Last week Rand Paul unveiled his plan for the “Fair and Flat Tax.” That makes him the latest – but certainly not the last – presidential candidate to embrace the rhetoric of flatness. If recent experience is any guide, it won’t be an easy sell. Just ask Steve Forbes, Newt Gingrich, Rick Perry, or any of the other failed candidates who put flat taxes at the center of their campaigns.
A long view of history, however, suggests that flat taxes may have some legs. The United States has been using graduated rates for the federal income tax since 1913, but there’s precedent for flat rate levies, too.
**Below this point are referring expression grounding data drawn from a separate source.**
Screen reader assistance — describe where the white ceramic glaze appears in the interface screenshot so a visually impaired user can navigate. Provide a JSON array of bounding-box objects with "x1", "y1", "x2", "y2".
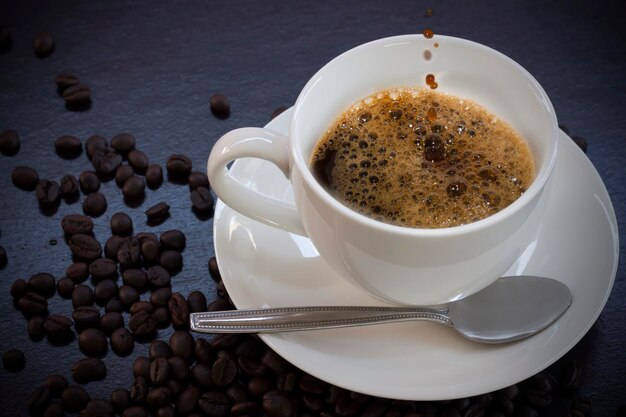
[
  {"x1": 213, "y1": 109, "x2": 618, "y2": 400},
  {"x1": 208, "y1": 35, "x2": 559, "y2": 305}
]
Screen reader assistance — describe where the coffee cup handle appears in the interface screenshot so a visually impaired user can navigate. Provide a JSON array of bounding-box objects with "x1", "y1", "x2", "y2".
[{"x1": 207, "y1": 127, "x2": 307, "y2": 236}]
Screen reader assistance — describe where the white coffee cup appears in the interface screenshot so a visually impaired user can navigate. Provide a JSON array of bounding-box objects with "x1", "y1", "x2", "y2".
[{"x1": 207, "y1": 35, "x2": 559, "y2": 305}]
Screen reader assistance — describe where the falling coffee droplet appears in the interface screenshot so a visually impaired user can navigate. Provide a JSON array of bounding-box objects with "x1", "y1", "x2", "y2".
[
  {"x1": 425, "y1": 8, "x2": 433, "y2": 17},
  {"x1": 423, "y1": 50, "x2": 432, "y2": 61},
  {"x1": 434, "y1": 42, "x2": 439, "y2": 48},
  {"x1": 423, "y1": 28, "x2": 434, "y2": 39},
  {"x1": 425, "y1": 74, "x2": 438, "y2": 90},
  {"x1": 426, "y1": 108, "x2": 437, "y2": 122}
]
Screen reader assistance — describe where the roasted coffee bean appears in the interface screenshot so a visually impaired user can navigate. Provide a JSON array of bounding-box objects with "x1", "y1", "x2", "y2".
[
  {"x1": 146, "y1": 202, "x2": 170, "y2": 225},
  {"x1": 159, "y1": 250, "x2": 182, "y2": 273},
  {"x1": 160, "y1": 229, "x2": 186, "y2": 251},
  {"x1": 168, "y1": 293, "x2": 189, "y2": 327},
  {"x1": 29, "y1": 386, "x2": 51, "y2": 414},
  {"x1": 55, "y1": 135, "x2": 83, "y2": 159},
  {"x1": 36, "y1": 179, "x2": 61, "y2": 206},
  {"x1": 2, "y1": 348, "x2": 25, "y2": 372},
  {"x1": 176, "y1": 386, "x2": 201, "y2": 416},
  {"x1": 211, "y1": 334, "x2": 239, "y2": 349},
  {"x1": 140, "y1": 238, "x2": 160, "y2": 264},
  {"x1": 571, "y1": 135, "x2": 588, "y2": 153},
  {"x1": 115, "y1": 164, "x2": 135, "y2": 187},
  {"x1": 69, "y1": 233, "x2": 102, "y2": 260},
  {"x1": 33, "y1": 31, "x2": 55, "y2": 57},
  {"x1": 90, "y1": 258, "x2": 118, "y2": 281},
  {"x1": 263, "y1": 391, "x2": 295, "y2": 417},
  {"x1": 67, "y1": 262, "x2": 89, "y2": 283},
  {"x1": 27, "y1": 272, "x2": 56, "y2": 297},
  {"x1": 147, "y1": 387, "x2": 171, "y2": 409},
  {"x1": 191, "y1": 363, "x2": 213, "y2": 388},
  {"x1": 129, "y1": 310, "x2": 157, "y2": 336},
  {"x1": 199, "y1": 392, "x2": 231, "y2": 417},
  {"x1": 86, "y1": 135, "x2": 108, "y2": 160},
  {"x1": 194, "y1": 338, "x2": 213, "y2": 365},
  {"x1": 137, "y1": 232, "x2": 159, "y2": 244},
  {"x1": 92, "y1": 147, "x2": 123, "y2": 176},
  {"x1": 210, "y1": 94, "x2": 230, "y2": 119},
  {"x1": 110, "y1": 212, "x2": 133, "y2": 236},
  {"x1": 123, "y1": 406, "x2": 147, "y2": 417},
  {"x1": 119, "y1": 285, "x2": 140, "y2": 307},
  {"x1": 226, "y1": 384, "x2": 251, "y2": 403},
  {"x1": 166, "y1": 154, "x2": 192, "y2": 180},
  {"x1": 55, "y1": 73, "x2": 79, "y2": 95},
  {"x1": 27, "y1": 316, "x2": 45, "y2": 340},
  {"x1": 105, "y1": 235, "x2": 124, "y2": 261},
  {"x1": 110, "y1": 388, "x2": 130, "y2": 411},
  {"x1": 111, "y1": 327, "x2": 134, "y2": 356},
  {"x1": 150, "y1": 287, "x2": 172, "y2": 307},
  {"x1": 298, "y1": 374, "x2": 328, "y2": 394},
  {"x1": 239, "y1": 356, "x2": 267, "y2": 377},
  {"x1": 187, "y1": 291, "x2": 207, "y2": 313},
  {"x1": 80, "y1": 399, "x2": 114, "y2": 417},
  {"x1": 11, "y1": 166, "x2": 39, "y2": 190},
  {"x1": 262, "y1": 349, "x2": 291, "y2": 374},
  {"x1": 235, "y1": 337, "x2": 264, "y2": 359},
  {"x1": 123, "y1": 268, "x2": 148, "y2": 290},
  {"x1": 18, "y1": 292, "x2": 48, "y2": 316},
  {"x1": 167, "y1": 356, "x2": 190, "y2": 380},
  {"x1": 147, "y1": 265, "x2": 171, "y2": 287},
  {"x1": 61, "y1": 174, "x2": 80, "y2": 197},
  {"x1": 118, "y1": 236, "x2": 141, "y2": 267},
  {"x1": 212, "y1": 356, "x2": 237, "y2": 386},
  {"x1": 188, "y1": 171, "x2": 209, "y2": 190},
  {"x1": 62, "y1": 385, "x2": 91, "y2": 412},
  {"x1": 276, "y1": 372, "x2": 297, "y2": 393},
  {"x1": 95, "y1": 279, "x2": 118, "y2": 305},
  {"x1": 130, "y1": 300, "x2": 154, "y2": 315},
  {"x1": 302, "y1": 394, "x2": 324, "y2": 412},
  {"x1": 190, "y1": 186, "x2": 214, "y2": 212},
  {"x1": 10, "y1": 279, "x2": 27, "y2": 298},
  {"x1": 153, "y1": 306, "x2": 171, "y2": 327},
  {"x1": 100, "y1": 311, "x2": 124, "y2": 334},
  {"x1": 461, "y1": 404, "x2": 485, "y2": 417},
  {"x1": 561, "y1": 361, "x2": 581, "y2": 393},
  {"x1": 150, "y1": 357, "x2": 170, "y2": 385},
  {"x1": 63, "y1": 83, "x2": 91, "y2": 108},
  {"x1": 271, "y1": 105, "x2": 288, "y2": 120},
  {"x1": 130, "y1": 376, "x2": 149, "y2": 403},
  {"x1": 45, "y1": 374, "x2": 69, "y2": 397},
  {"x1": 169, "y1": 330, "x2": 194, "y2": 360},
  {"x1": 72, "y1": 357, "x2": 106, "y2": 383},
  {"x1": 105, "y1": 297, "x2": 124, "y2": 312},
  {"x1": 57, "y1": 277, "x2": 75, "y2": 298},
  {"x1": 79, "y1": 170, "x2": 101, "y2": 194},
  {"x1": 128, "y1": 149, "x2": 149, "y2": 173},
  {"x1": 156, "y1": 405, "x2": 176, "y2": 417},
  {"x1": 62, "y1": 214, "x2": 94, "y2": 235},
  {"x1": 0, "y1": 129, "x2": 20, "y2": 155},
  {"x1": 72, "y1": 306, "x2": 100, "y2": 328},
  {"x1": 133, "y1": 356, "x2": 150, "y2": 378},
  {"x1": 145, "y1": 164, "x2": 163, "y2": 189},
  {"x1": 79, "y1": 328, "x2": 108, "y2": 356},
  {"x1": 83, "y1": 192, "x2": 108, "y2": 217},
  {"x1": 231, "y1": 401, "x2": 262, "y2": 417},
  {"x1": 72, "y1": 284, "x2": 94, "y2": 308},
  {"x1": 111, "y1": 133, "x2": 136, "y2": 155},
  {"x1": 44, "y1": 314, "x2": 73, "y2": 339},
  {"x1": 123, "y1": 176, "x2": 146, "y2": 200},
  {"x1": 249, "y1": 376, "x2": 274, "y2": 397}
]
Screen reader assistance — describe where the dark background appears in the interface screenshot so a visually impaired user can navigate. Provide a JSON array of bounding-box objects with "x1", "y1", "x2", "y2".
[{"x1": 1, "y1": 0, "x2": 625, "y2": 416}]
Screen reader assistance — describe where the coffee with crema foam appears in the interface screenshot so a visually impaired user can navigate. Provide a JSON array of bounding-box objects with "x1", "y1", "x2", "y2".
[{"x1": 311, "y1": 88, "x2": 535, "y2": 229}]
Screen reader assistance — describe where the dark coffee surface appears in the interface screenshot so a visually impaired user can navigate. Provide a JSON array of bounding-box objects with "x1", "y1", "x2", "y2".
[{"x1": 1, "y1": 1, "x2": 625, "y2": 416}]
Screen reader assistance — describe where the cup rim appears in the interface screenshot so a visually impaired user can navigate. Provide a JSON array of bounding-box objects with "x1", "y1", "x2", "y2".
[{"x1": 291, "y1": 34, "x2": 559, "y2": 237}]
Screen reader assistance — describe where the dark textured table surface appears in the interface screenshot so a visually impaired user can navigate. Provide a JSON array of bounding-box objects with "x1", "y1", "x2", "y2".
[{"x1": 1, "y1": 0, "x2": 625, "y2": 416}]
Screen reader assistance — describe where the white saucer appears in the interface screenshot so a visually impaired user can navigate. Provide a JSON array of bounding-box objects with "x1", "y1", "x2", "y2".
[{"x1": 213, "y1": 109, "x2": 619, "y2": 400}]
Congress has twice enacted single-rate taxes on income, the first in 1861 and again in 1894. Both disappeared before they were collected. But the debate surrounding their adoption -- as well as the discussion in 1913 -- reveals ample support for proportional, rather than progressive, taxation.
When it comes to taxes, "flat" is one of those words that often elicits favorable poll responses. Last year Reason.com reported that 62 percent of Americans endorsed the idea of a flat rate tax on income. Similarly, Rasmussen Reports found that 58 percent of respondents favored a flat income tax in 2011.
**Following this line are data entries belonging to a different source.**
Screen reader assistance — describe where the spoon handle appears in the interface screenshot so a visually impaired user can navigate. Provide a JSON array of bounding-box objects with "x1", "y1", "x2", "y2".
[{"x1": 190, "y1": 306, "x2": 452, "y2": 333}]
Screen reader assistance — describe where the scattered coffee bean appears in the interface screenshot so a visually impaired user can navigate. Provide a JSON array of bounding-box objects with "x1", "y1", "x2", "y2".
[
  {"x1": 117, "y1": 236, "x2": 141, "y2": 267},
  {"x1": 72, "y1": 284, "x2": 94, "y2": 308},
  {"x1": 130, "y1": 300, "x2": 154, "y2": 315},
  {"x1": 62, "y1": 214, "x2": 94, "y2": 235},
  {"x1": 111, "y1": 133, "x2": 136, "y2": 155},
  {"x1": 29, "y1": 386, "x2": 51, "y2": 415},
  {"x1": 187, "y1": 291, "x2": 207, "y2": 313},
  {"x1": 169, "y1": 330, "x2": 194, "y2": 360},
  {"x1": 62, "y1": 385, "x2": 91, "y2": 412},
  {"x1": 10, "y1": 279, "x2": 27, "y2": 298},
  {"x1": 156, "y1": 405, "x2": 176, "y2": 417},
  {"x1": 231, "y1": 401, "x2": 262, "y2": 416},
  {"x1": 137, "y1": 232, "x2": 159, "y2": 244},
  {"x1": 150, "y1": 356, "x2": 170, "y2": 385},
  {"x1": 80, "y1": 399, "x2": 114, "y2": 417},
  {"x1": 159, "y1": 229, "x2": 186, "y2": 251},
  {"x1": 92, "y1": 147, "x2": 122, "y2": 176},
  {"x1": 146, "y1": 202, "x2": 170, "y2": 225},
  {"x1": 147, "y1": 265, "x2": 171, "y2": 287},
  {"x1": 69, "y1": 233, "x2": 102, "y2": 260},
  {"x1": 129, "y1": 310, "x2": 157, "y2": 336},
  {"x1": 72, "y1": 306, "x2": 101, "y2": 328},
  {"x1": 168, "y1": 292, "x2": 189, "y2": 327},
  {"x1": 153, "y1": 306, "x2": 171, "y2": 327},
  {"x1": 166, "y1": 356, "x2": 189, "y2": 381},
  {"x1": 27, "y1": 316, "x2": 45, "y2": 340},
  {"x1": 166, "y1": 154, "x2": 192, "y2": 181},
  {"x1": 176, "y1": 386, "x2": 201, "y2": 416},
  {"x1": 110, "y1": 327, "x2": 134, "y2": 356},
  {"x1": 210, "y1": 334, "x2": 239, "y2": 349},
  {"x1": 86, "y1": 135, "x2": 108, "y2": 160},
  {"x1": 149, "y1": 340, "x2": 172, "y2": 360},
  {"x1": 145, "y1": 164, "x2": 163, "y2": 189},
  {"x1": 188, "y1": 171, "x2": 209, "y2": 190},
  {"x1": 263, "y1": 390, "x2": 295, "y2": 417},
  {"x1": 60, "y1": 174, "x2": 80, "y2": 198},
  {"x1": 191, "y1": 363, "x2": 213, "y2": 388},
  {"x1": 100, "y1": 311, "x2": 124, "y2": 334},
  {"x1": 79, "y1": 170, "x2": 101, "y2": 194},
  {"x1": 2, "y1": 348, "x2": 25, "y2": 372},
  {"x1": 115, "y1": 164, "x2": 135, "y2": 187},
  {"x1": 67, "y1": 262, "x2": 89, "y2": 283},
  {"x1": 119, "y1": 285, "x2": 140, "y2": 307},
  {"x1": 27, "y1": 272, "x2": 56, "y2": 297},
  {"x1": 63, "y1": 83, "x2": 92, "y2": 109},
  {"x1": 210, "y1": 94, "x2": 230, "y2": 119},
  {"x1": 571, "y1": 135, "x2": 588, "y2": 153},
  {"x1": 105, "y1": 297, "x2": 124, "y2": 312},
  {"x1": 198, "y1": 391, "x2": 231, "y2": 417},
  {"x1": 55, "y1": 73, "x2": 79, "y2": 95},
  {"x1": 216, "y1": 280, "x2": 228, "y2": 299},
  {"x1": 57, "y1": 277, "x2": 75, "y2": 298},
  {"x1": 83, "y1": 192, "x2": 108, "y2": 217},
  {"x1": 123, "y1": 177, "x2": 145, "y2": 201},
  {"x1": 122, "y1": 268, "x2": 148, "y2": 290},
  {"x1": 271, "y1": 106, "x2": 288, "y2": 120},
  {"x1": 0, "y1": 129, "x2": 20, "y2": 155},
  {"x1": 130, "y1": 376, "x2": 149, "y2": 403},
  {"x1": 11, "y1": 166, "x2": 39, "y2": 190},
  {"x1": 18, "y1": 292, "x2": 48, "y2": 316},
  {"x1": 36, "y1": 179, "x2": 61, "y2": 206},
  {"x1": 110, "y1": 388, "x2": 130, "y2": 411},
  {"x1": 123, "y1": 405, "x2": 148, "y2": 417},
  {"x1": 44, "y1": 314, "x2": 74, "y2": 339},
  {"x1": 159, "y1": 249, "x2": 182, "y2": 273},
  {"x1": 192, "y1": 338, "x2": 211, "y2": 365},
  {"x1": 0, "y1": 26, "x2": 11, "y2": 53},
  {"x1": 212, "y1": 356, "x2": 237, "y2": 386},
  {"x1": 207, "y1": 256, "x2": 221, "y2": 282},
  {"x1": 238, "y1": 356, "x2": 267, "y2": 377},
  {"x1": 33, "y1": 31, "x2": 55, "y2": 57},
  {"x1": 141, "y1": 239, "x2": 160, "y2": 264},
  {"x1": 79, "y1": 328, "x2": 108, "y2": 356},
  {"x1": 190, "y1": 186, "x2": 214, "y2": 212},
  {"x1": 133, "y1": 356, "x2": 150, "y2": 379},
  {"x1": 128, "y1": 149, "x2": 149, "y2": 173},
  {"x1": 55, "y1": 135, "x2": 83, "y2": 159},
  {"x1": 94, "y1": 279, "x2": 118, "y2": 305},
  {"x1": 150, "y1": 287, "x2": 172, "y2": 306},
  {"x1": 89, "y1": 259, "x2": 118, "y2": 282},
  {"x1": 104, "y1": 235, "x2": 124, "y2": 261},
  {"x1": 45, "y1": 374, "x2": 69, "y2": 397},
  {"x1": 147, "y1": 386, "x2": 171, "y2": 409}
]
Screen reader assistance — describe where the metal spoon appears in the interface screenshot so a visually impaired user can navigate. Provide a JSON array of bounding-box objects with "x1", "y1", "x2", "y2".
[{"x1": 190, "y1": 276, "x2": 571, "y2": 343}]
Other polls have been less encouraging. In 2011 The Hill found that only 35 percent of respondents supported a single-rate tax. Another 2011 survey found similar results. “Flat tax proponents face an uphill battle,” observed David Brady and Tammy Frisby in a Wall Street Journal op-ed. “Americans in general opposed the flat tax proposal 39% to 28%.”
If the polls are confusing, it’s probably because the flat tax is confusing, too. There is no single definition of a flat tax. Politicians have used the term to describe a wide range of plans with little resemblance to each other. Some flat taxes are imposed on income, others on consumption. Some are flat in the sense that they wipe out all deductions, credits, exclusions, and similar tax preferences. Others – including Paul’s – retain some popular (and costly) deductions, like those for mortgage interest and charitable giving.
A single rate would seem crucial for any tax claimed to be flat. But some flat taxes have featured graduated rates. Anyone remember the Fair Flat Tax Act of 2007? Don’t let the name fool you; it was introduced not by Paul but by Democratic Sen. Ron Wyden of Oregon. Wyden, who now serves as ranking minority member of the Senate Finance Committee, made room in his outline for a series of graduated rates as well as some popular deductions.
However, almost every flat tax is rooted in arguments for less graduation in the rate structure. Even Wyden’s plan would have slashed the number of brackets from six to three.
The hostility to graduation can seem nonsensical. After all, we’ve had a progressive rate structure for more than a century; it’s obviously crucial to the tax system.
Or maybe not.
The 1913 income tax was not flat. It featured graduated rates ranging as high as 7 percent. But progressive rates were peripheral in arguments for adopting the tax. Supporters wanted to use the income tax to counterbalance regressive consumption taxes, especially the tariff. In general, they believed that even a flat rate tax would do the job.
“Graduated rates were not seen as essential to achieve the goals of an income tax,” explained legal historian Steven Bank in a 1996 article on the origins of the flat tax. “The progressive rates were a response to the perception that the tariff was burdening the poor, in the form of higher prices, with more than their fair share of taxes.” The thinking was that when levied with the tariff, the income tax would produce a relatively flat overall tax burden, he said. “Thus, consistent with the country's tradition, the income tax in the Act of 1913 was used to achieve the goal of a flat or proportionate rate tax system,” Bank wrote.
Of course, rates increased rapidly after 1913. Just four years later, income in the top bracket was taxed at 77 percent. But for the most part, the income tax was viewed as a compensatory tax, designed to balance other, more regressive levies. In 1913 the tariff needed a counterweight. Today, it's payroll taxes.
Over the years, some left-leaning politicians have suggested using the income tax as a way to redistribute wealth or income. Franklin Roosevelt comes to mind. But more moderate (and numerous) politicians have defended the income tax as a way to redistribute the tax burden, with the ultimate goal being something close to proportionality.
Which brings us back to Paul’s Fair Flat Tax. It’s certainly radical and a sharp break with the recent past. As my colleague David Brunori has pointed out, it would reshape not just the tax system, but government as a whole, by starving the federal government of revenue.
But radical doesn't mean implausible. Since proportionality lies at the heart of Paul's plan, history suggests it might have a shot.